Sardana, July 12 This temple in Uttar Pradesh’s Sitapur district doesn’t have an idol or a priest and devotees don’t make floral offering. They offer liquor to the deity — a saint who lived in the area around 150 years ago and was said to enjoy his drink in the evening and had a knack of clairvoyance and curing people.

Welcome to the Khabees Baba temple situated in a forest area near Sandana town in Sitapur district, some 80 km from Lucknow, where devotees offer liquor to the deity.

According to locals, the temple was built around 150 years ago in memory of a saint named Khabees Baba, who devoted his life worshipping Lord Shiva in Sitapur.
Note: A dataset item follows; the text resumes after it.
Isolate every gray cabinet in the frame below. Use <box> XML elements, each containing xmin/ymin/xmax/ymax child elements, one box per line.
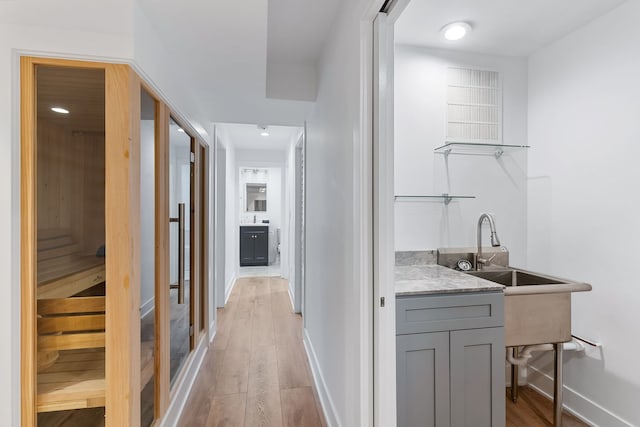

“It is believed that Khabees Baba died in the Sandana forest while worshipping Lord Shiva. So, in order to pay homage to their guru, Baba’s disciples constructed the temple at the place where he died,” Shyam Babu Saini, a teacher and resident of Sandana, told media.

The temple is popular not only amongst the locals in Sitapur; devotees from different parts of Uttar Pradesh and elsewhere too visit the temple.

“Though devotees visit the temple round-the-year, they throng here in large numbers during the month of Ashadh of the Hindu calendar, especially on the occasion of Guru Poornima,” said Saini.

Locals say Khabees Baba was fond of liquor and whatever he used to say under its influence proved to be true.

“We have been told by our ancestors that a large number of people used to meet Khabees Baba Monday evenings, when he used to get drunk,” said Praveen Kumar, 65, a resident of the Roti Godam area of Sitapur. He visits the temple often.

“People, especially those with chronic health problems, used to come to Khabees Baba. An inebriated Baba used to bless them and their health problems used to be cured,” he added.

The small temple has no idol inside, instead there is a raised platform on which rests two slipper-shaped structures that are taken to symbolise the feet of the saint, locals say.

Devotees coming to the temple offer liquor on these clay structures, while a small portion of liquor around the symbolic feet is collected and distributed as prasad (offering) among the devotees.

There is no priest in the temple and the locals themselves take care of its maintenance, taking turns to do so.